Genre: devotional poetry, experimenting with metaphysical imagery borrowed from the continental tradition of the religious mystics (esp. St. Teresa of Avila) and from visual art forms associated with Catholic celebrations of saints' sufferings and mystics' visions.

Form: mainly tetrameter couplets, with some metrical experiments in alternating tetrameter and dimeter ("Infant Martyrs").

Characters: saints and innocents, Jesus and the angels.
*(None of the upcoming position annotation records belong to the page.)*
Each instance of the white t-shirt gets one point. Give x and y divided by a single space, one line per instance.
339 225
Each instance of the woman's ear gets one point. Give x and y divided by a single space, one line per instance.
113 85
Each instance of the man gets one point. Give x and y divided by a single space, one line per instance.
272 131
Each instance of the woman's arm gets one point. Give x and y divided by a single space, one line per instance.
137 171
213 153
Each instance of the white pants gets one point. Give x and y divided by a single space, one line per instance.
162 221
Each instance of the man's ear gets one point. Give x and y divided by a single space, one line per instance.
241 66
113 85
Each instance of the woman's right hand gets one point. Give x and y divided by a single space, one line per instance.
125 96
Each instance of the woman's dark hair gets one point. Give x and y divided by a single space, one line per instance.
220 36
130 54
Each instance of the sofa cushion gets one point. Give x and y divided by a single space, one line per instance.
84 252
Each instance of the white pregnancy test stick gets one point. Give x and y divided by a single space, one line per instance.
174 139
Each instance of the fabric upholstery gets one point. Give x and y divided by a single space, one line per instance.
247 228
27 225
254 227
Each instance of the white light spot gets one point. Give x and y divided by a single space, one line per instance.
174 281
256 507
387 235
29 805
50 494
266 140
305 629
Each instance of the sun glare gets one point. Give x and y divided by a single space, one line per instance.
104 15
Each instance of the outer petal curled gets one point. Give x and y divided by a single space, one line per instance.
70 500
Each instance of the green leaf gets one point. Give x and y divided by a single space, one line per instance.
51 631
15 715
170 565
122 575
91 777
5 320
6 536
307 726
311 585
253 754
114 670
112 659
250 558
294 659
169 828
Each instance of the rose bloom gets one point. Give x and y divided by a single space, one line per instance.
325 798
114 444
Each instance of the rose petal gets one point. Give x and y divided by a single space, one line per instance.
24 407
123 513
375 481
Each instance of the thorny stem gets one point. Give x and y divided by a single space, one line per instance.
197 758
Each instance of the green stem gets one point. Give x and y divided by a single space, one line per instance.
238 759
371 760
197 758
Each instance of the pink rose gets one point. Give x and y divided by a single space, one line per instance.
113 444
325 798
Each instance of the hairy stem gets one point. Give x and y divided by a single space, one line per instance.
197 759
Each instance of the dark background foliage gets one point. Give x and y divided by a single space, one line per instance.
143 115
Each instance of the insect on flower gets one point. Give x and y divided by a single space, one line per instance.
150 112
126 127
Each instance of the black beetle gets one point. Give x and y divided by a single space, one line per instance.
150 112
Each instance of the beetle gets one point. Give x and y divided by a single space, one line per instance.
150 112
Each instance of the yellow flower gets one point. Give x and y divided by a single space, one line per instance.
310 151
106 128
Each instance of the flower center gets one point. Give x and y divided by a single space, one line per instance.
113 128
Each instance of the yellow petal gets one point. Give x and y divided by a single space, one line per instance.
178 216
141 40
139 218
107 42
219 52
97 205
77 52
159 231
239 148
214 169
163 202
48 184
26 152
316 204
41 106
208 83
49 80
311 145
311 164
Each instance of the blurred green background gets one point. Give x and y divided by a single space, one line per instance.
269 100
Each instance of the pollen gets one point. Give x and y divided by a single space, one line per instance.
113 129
Summary: Crashaw is the foremost exponent of the style that critics now call (after W. Sypher, 1955) the Baroque [from the French for an irregularly shaped pearl, perhaps from the Arabic (buraq) for stony or pebbled ground].  Baroque style resolves the agonized conflicts of Mannerism, which we see in the metaphysical conceits of Donne, Herbert, and some Herrick.  Those poets created exotic and self-consciously inappropriate metaphors (lover-Beloved are like the feet of the navigator's compass, in Donne's "Validiction: Forbidding Mourning") to lure the reader into a felt appreciation of their emotional distress beyond the immediate stimulus of the poem's situation (they're parting for a while, but their grief makes his language search for near impossible comparisons).  T.S. Eliot, in his essay on Shakespeare's Hamlet,  said such poetic overstatement (in Hamlet's case, his response to the situation of the play) lacks an "objective correlative" or sufficient motive in the context to warrant the bizarre poetic response (Sypher 192).   The baroque poet, like Crashaw or Milton (in Paradise Lost, not "Lycidas"), chooses a subject so grand and so passionately engaging that the poem's language overflows into massive scenes, exotic images with complex decoration that fills all available space with variations on the main theme, and a tendency to develop the physical sense of a poetic metaphor into all its possible comparative significances (see Crashaw's "On the Wounds of our Crucified Lord," 1390).

Comments on Individual Poems:


Issues and Research Sources:

  1. If Marvell underwent a kind of temporary isolation, Crashaw was not merely forgotten in the next century, but openly mocked (see Norton introduction, 1389).
    • What does that tell us about variations in style, and what might that mean for our contemporary attitudes toward Crashaw's work?

  2. Can Crashaw and the rest of the baroque artists be compared with any movements in recent popular music, given their interests in exotic materialist imagery, working out grotesque and delirious variations on impassioned themes, etc.?  Can the style known as baroque be attached, as Sypher tries to do, to an era's theological or political struggles, and if so, what in our own time might produce such movements?